Climate change is expected to intensify rainfall and, consequently, pluvial flooding, leading to increased disruptions in urban transportation systems over the coming decades. Designing effective adaptation strategies is challenging due to the long-term, sequential nature of infrastructure investments, deep climate uncertainty, and the complex interactions between flooding, infrastructure, and mobility impacts. In this work, we propose a novel decision-support framework using reinforcement learning (RL) for long-term flood adaptation planning. Formulated as an integrated assessment model (IAM), the framework combines rainfall projection and flood modeling, transport simulation, and quantification of direct and indirect impacts on infrastructure and mobility. Our RL-based approach learns adaptive strategies that balance investment and maintenance costs against avoided impacts. We evaluate the framework through a case study of Copenhagen's inner city over the 2024-2100 period, testing multiple adaptation options, and different belief and realized climate scenarios. Results show that the framework outperforms traditional optimization approaches by discovering coordinated spatial and temporal adaptation pathways and learning trade-offs between impact reduction and adaptation investment, yielding more resilient strategies. Overall, our results showcase the potential of reinforcement learning as a flexible decision-support tool for adaptive infrastructure planning under climate uncertainty.
Paper Structure (33 sections, 3 equations, 5 figures, 4 tables)

This paper contains 33 sections, 3 equations, 5 figures, 4 tables.

Figures (5)

  • Figure 1: Integrated Assessment Model using reinforcement learning to find the best sequence of transport-related adaptation policies for rainfall events in Copenhagen from 2024--2100.
  • Figure 2: Comparison of different adaptation strategies. Total reward (top-left, scaled by $10^8$), and reward components are shown: infrastructure damage costs (top-middle), travel delays (top-right), travel cancellations (bottom-left), actions direct costs (bottom-middle), and action maintenance costs (bottom-right). All values correspond to Danish Krone (DKK). Please note the different y-axis scale across figures.
  • Figure 3: Average (and standard deviations shaded) for all five reward components over the period 2024--2100 under the RCP4.5 climate scenario.
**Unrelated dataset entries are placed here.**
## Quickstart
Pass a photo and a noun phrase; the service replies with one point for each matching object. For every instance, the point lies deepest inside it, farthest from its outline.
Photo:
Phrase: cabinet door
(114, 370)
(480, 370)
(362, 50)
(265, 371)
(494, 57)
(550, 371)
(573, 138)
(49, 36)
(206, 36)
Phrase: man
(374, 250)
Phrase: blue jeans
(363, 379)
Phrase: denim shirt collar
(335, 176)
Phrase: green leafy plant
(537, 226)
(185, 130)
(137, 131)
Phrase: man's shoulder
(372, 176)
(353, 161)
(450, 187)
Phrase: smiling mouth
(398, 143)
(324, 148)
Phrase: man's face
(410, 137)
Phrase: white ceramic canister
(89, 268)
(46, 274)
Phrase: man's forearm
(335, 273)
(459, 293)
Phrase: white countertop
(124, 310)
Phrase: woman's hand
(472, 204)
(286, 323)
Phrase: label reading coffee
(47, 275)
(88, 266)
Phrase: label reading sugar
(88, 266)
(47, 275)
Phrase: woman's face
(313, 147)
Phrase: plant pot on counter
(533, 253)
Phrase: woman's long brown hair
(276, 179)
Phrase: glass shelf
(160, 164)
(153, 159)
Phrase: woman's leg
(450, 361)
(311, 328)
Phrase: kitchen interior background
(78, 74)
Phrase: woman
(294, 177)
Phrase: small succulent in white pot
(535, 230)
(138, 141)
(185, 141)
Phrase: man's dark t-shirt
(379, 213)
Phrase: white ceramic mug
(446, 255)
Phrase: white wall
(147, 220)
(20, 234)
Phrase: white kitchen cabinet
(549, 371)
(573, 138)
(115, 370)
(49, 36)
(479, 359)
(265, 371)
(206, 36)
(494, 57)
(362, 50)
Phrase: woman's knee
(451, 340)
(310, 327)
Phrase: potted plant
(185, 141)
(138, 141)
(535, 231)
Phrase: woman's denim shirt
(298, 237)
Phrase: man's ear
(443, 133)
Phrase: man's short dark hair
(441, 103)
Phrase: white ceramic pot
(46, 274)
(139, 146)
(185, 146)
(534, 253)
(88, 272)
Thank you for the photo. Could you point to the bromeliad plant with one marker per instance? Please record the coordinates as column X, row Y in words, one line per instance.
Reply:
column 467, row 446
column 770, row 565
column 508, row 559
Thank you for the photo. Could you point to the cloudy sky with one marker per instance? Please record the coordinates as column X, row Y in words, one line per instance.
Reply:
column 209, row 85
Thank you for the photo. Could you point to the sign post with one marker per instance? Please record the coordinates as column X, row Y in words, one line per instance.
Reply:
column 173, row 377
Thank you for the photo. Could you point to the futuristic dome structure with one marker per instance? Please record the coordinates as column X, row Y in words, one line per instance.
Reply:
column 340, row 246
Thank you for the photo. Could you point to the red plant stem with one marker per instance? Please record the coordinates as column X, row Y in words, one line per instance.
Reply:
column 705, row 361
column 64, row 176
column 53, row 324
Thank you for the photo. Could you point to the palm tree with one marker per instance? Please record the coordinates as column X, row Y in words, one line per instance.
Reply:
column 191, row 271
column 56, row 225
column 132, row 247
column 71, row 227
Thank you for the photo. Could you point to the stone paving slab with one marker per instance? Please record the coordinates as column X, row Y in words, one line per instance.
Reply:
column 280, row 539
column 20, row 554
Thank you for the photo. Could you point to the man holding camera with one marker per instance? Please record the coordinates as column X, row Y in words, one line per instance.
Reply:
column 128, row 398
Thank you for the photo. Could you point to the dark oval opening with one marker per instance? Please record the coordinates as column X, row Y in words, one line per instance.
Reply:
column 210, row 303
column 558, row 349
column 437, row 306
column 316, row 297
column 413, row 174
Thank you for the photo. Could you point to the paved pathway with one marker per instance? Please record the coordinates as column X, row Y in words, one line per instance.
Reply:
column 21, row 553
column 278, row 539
While Random Control reduces impacts through high and persistent investment costs, the RL policy achieves sustained impact reduction with substantially lower and more stable adaptation expenditures. All values correspond to Danish Krone (DKK). Please note the different y-axis scale across subfigures.
  • Figure 4: Adaptation measures taken over time per zone in Copenhagen's city center for one episode (run) for a RCP4.5 scenario.
  • Figure 5: Density of actions used over time for 10 runs for a RCP4.5 scenario. Bioretention Planters are shown in top-left, Soakaways in top-right, Storage Tanks in bottom-left, and Porous Asphalt in bottom-right.